Abstract

   With the advent of high throughput technology, a huge amount of
   microRNA information has been added to the growing body of knowledge
   for non-coding RNAs. Here we present the Dietary MicroRNA Databases
   (DMD), the first repository for archiving and analyzing the published
   and novel microRNAs discovered in dietary resources. Currently there
   are fifteen types of dietary species, such as apple, grape, cow milk,
   and cow fat, included in the database originating from 9 plant and 5
   animal species. Annotation for each entry, a mature microRNA indexed as
   DM0000*, covers information of the mature sequences, genome locations,
   hairpin structures of parental pre-microRNAs, cross-species sequence
   comparison, disease relevance, and the experimentally validated gene
   targets. Furthermore, a few functional analyses including target
   prediction, pathway enrichment and gene network construction have been
   integrated into the system, which enable users to generate functional
   insights through viewing the functional pathways and building
   protein-protein interaction networks associated with each microRNA.
   Another unique feature of DMD is that it provides a feature generator
   where a total of 411 descriptive attributes can be calculated for any
   given microRNAs based on their sequences and structures. DMD would be
   particularly useful for research groups studying microRNA regulation
   from a nutrition point of view. The database can be accessed at
   [29]http://sbbi.unl.edu/dmd/.

Introduction

   Empowered by revolutionary sequencing technology, microRNAs have been
   extensively discovered in various dietary resources including plants
   (e.g. rice and tomato) and animals (e.g. milk and meats).
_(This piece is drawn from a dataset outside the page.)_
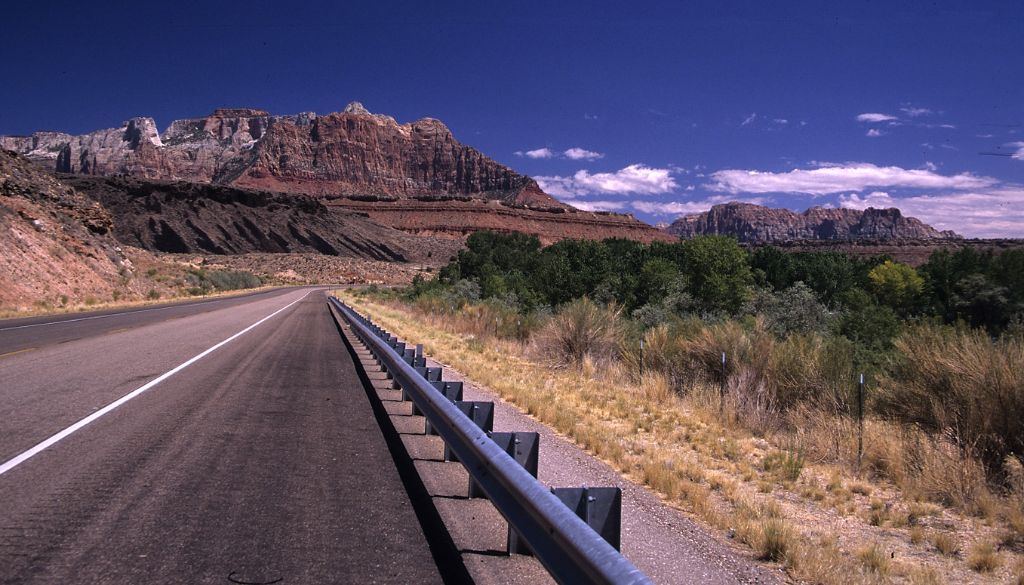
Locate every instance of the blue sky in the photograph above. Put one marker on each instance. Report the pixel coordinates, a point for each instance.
(653, 109)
Given the
   broad implications of microRNA in health and disease [[30]1–[31]8],
   research enthusiasm for functional impacts of exogenous food microRNA
   in human cellular phenotypes has soared, which warrants the efforts to
   build related bioinformatics tools and databases. The Dietary MicroRNA
   Database (DMD) represents the first repository in this domain for
   archiving and distributing the published food-borne microRNAs in
   literatures and public databases.

   There are several public databases focused on microRNA identification
   and targets prediction that archive validated microRNAs with sequence,
   structure and interaction information. For example, miRBase
   ([32]http://www.mirbase.org) records 64,473 microRNAs from 223 species
   [[33]9] and MiRecords [[34]10] hosts 2,705 records of interactions
   between 644 microRNAs and 1,901 target genes in 9 animal species.
   Databases such as TargetScan [[35]11], Miranda [[36]12] and MirTarBase
   [[37]13] provide information of the validated gene targets as well as
   the computationally predicted targets. For example, 60% of human genes
   are regulated by microRNAs, participating in many major cellular
   processes such as cell growth, differentiation and apoptosis [[38]14,
   [39]15]. In addition, microRNA expression data, although limited, are
   archived in public databases such as GEO databases [[40]16] and TCGA
   [[41]17]. However, none of the aforementioned databases cover dietary
   information that may represent new horizon in microRNA research. For
   example, miRBase has reported 808 microRNAs in bovine, whereas only 243
   of them have been found in cow milk [[42]18] and 213 in the fat of cow
   beef [[43]19]. Likewise, human breast milk only contains 434 microRNAs,
   out of the total of 2,588 microRNAs in human [[44]20]. We envision such
   diet-specific cohorts would be important for nutritionists and general
   biologists to investigate microRNA dietary intake and analyze
   subsequent regulations in human health and diseases. Expelling
   evidences sustaining our hypothesis include the following: it has been
   recently discovered that human can absorb certain exosomal microRNAs
   from cow’s milk, e.g., miR-29b and 200c, and that endogenous microRNA
   synthesis does not compensate for dietary deficiency [[45]21]; the
   biogenesis and function of such exogenous miRNAs are evidently health
   related [[46]21–[47]24]. However, while the evidence in support of
   bioavailability of milk miRNAs is unambiguous, a recent report that
   mammals can also absorb plant miRNAs (e.g. miR-168a) from rice [[48]25]
   was met with widespread skepticism [[49]26–[50]29]. Based on these
   evidences, challenging questions may be raised regarding how humans
   pick up microRNAs from diet and what are the broader roles played by
   such exogenous microRNAs in human disease processes.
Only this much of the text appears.